PostgreSQL Performance Optimization: From Slow to Fast

Poor database performance is one of the most common issues we encounter. This guide covers practical optimization techniques that deliver measurable results.

Understanding the Performance Problem

Before optimizing, you need to measure:

Key Metrics to Track

Query execution time: Target <100ms for user-facing queries
Connection pool usage: Should stay below 80% capacity
Database CPU/Memory: Consistent high usage indicates problems
Disk I/O: High IOPS can bottleneck performance
Cache hit ratio: Should be >99% for most workloads

Enable Query Logging

-- Log slow queries (>500ms)
ALTER SYSTEM SET log_min_duration_statement = 500;

-- Log all queries with their duration
ALTER SYSTEM SET log_duration = on;

-- Apply changes
SELECT pg_reload_conf();

Finding Slow Queries

Using pg_stat_statements

-- Enable pg_stat_statements extension
CREATE EXTENSION IF NOT EXISTS pg_stat_statements;

-- Find top 10 slowest queries
SELECT
  query,
  calls,
  total_exec_time,
  mean_exec_time,
  max_exec_time
FROM pg_stat_statements
ORDER BY mean_exec_time DESC
LIMIT 10;

Real-World Example

Before optimization:

SELECT users.*, COUNT(orders.id) as order_count
FROM users
LEFT JOIN orders ON users.id = orders.user_id
WHERE users.created_at > '2024-01-01'
GROUP BY users.id
ORDER BY order_count DESC;

-- Execution time: 8,500ms
-- Rows scanned: 1,200,000

After optimization (see techniques below): 850ms (10x faster)

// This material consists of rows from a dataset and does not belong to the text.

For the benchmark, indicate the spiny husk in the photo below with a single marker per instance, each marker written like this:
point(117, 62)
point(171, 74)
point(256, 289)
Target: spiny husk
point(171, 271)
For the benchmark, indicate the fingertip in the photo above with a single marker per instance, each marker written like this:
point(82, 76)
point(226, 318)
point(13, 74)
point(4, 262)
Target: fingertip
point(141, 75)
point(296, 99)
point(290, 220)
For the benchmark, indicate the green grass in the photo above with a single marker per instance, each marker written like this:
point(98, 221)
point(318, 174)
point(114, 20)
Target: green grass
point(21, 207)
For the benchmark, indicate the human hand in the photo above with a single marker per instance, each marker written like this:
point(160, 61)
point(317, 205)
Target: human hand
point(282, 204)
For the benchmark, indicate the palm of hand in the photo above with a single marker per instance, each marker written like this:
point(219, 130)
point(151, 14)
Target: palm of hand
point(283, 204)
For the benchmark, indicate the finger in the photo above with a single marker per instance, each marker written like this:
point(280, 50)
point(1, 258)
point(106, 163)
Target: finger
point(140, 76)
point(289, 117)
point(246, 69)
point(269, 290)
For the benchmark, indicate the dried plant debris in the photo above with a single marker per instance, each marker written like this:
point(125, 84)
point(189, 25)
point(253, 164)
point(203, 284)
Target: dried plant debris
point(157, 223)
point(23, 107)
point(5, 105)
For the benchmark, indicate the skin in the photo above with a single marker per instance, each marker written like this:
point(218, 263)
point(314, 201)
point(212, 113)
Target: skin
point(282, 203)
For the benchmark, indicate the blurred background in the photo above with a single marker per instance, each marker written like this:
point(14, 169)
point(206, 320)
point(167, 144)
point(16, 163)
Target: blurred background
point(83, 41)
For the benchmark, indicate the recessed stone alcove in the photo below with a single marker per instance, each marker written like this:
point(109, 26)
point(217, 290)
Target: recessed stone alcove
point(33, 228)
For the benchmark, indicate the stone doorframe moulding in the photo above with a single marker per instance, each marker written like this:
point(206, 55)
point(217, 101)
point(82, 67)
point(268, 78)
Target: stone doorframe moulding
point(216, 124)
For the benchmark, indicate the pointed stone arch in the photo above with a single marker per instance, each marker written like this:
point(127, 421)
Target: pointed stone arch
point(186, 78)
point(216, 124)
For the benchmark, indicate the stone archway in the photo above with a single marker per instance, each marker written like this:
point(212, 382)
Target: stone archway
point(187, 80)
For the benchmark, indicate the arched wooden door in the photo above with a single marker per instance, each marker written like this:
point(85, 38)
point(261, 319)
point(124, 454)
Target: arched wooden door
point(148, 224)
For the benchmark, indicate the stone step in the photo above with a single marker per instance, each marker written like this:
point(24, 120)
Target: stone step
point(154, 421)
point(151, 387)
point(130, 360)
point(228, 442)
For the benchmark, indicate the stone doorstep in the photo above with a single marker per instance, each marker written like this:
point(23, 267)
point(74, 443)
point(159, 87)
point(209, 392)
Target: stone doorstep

Optimization Technique #1: Indexing

Index Strategy

Not all indexes are created equal. Here's our systematic approach:

-- Check which indexes are actually being used
SELECT
  schemaname,
  tablename,
  indexname,
  idx_scan,
  idx_tup_read,
  idx_tup_fetch
FROM pg_stat_user_indexes
WHERE idx_scan = 0
ORDER BY pg_relation_size(indexrelid) DESC;

Common Indexing Patterns

1. Composite Indexes (Order Matters):

-- Bad: Separate indexes
CREATE INDEX idx_user_created ON users(created_at);
CREATE INDEX idx_user_status ON users(status);

-- Good: Composite index (most selective column first)
CREATE INDEX idx_user_status_created ON users(status, created_at);

-- Query that benefits:
SELECT * FROM users
WHERE status = 'active'
  AND created_at > '2024-01-01';

2. Partial Indexes (For Common Filters):

-- Only index active users (90% of data is inactive)
CREATE INDEX idx_active_users ON users(created_at)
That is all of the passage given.